At the Forge - HTML5

HTML5 is coming, and it's going to change the way you develop Web apps. Read on to find out how.

One of the amazing things about the Web always has been the relative ease with which you can create a site. All you have to do is learn a few HTML tags, create a file that uses those tags, and voilà, you have a one-page site. Learn another tag or two, and you now can create multipage sites that contain images, links to other pages and all sorts of other goodies. Really, it doesn't take more than a few hours to learn the basics of HTML.

The problem is that this shallow learning curve has long masked the fact that HTML's vocabulary hasn't kept up with the times. Yes, it's very easy to create a site, but when you want to start styling the site, things become a bit more complex. And, I don't mean they become complex because CSS is hard for many people to understand (which it is). Rather, things become complex because styles often are attached to span and div tags, which means that pages end up containing many span and div tags, each with its own ID and/or class, so that you can style each thing just right.
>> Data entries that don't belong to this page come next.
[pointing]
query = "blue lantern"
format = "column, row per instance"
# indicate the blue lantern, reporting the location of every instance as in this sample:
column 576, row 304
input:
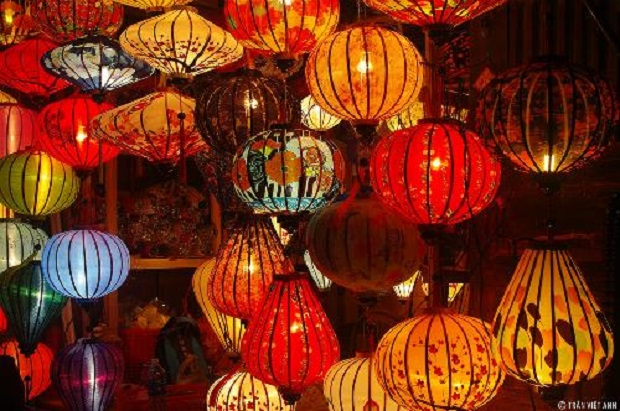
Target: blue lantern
column 85, row 264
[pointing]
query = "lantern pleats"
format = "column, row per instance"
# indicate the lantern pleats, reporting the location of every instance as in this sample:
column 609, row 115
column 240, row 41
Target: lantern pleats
column 548, row 329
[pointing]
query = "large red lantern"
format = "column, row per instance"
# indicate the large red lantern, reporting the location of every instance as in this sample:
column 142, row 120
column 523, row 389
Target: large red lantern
column 65, row 133
column 435, row 173
column 290, row 342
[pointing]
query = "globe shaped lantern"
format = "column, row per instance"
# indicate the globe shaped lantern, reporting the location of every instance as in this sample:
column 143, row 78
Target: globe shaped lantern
column 548, row 329
column 290, row 342
column 435, row 173
column 181, row 43
column 287, row 171
column 36, row 184
column 96, row 64
column 65, row 133
column 438, row 361
column 86, row 374
column 513, row 113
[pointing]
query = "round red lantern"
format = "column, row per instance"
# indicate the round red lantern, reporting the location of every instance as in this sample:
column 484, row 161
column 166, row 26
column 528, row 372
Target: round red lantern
column 435, row 173
column 65, row 133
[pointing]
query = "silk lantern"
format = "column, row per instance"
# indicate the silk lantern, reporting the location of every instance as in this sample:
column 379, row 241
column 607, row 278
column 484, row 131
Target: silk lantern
column 438, row 361
column 181, row 43
column 364, row 74
column 548, row 329
column 287, row 171
column 229, row 330
column 86, row 374
column 290, row 342
column 435, row 173
column 29, row 303
column 34, row 370
column 159, row 127
column 514, row 113
column 35, row 184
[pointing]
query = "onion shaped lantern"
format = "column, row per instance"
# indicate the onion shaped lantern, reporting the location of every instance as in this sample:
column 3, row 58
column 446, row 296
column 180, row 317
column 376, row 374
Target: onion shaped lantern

Now, there's nothing technically wrong with having dozens of div tags on a page of HTML. But, at a time when Tim Berners-Lee and others are talking about the “semantic Web”, and a growing number of computers (rather than people) are trying to retrieve and parse documents on the Web, it seems odd to stick with such a limited vocabulary.

While I'm complaining, it's hard to believe that HTML forms barely have changed since I started using them in 1993. Given the number of sites that ask you to enter e-mail addresses or dates, you would think that HTML forms would include special provisions for these types of inputs, rather than force people to use text fields for each one.

In fact, there are a whole bunch of problems with HTML in its current form, and with many of the CSS selectors that allow you to style it nicely. HTML has been a part of my life for so long, some of those problems didn't even occur to me until I started to think about them in greater depth. Fortunately for the Web though, I'm not the one in charge of such thinking. After a number of fits and starts, the HTML5 specification (and a few other related specifications, such as CSS3), which includes no small number of improvements, is beginning to gain popularity.

The good news is that HTML5 (and friends) has a great deal to offer Web developers. Indeed, I've already switched all of my new development to use HTML5, and I'm hoping to back-port applications where possible. However, HTML5 is a catchall phrase for a huge number of different tags, functions and CSS selectors—and, each browser manufacturer is implementing these piecemeal, with no guarantee of 100% compliance in the near future.

This puts Web developers in the unenviable position of being able to enjoy a great deal of new functionality, but also constantly having to check to see whether the user's browser can take advantage of that functionality. I find this to be a bit ironic. For years, many of us have touted Web and server-side applications as a way of getting around the headaches associated with the compatibility issues that plague desktop applications. Although browser compatibility always has been an issue of sorts, the problems we've seen to date pale in comparison with our current issues, in part because the HTML5 elements are more advanced than we've seen before. (The closest equivalent would be the browsers that lacked support for forms, back in the early days of the Web.) At the same time, JavaScript is now mature enough to provide us with a way to test for the presence of these features, either on our own or by using a third-party library.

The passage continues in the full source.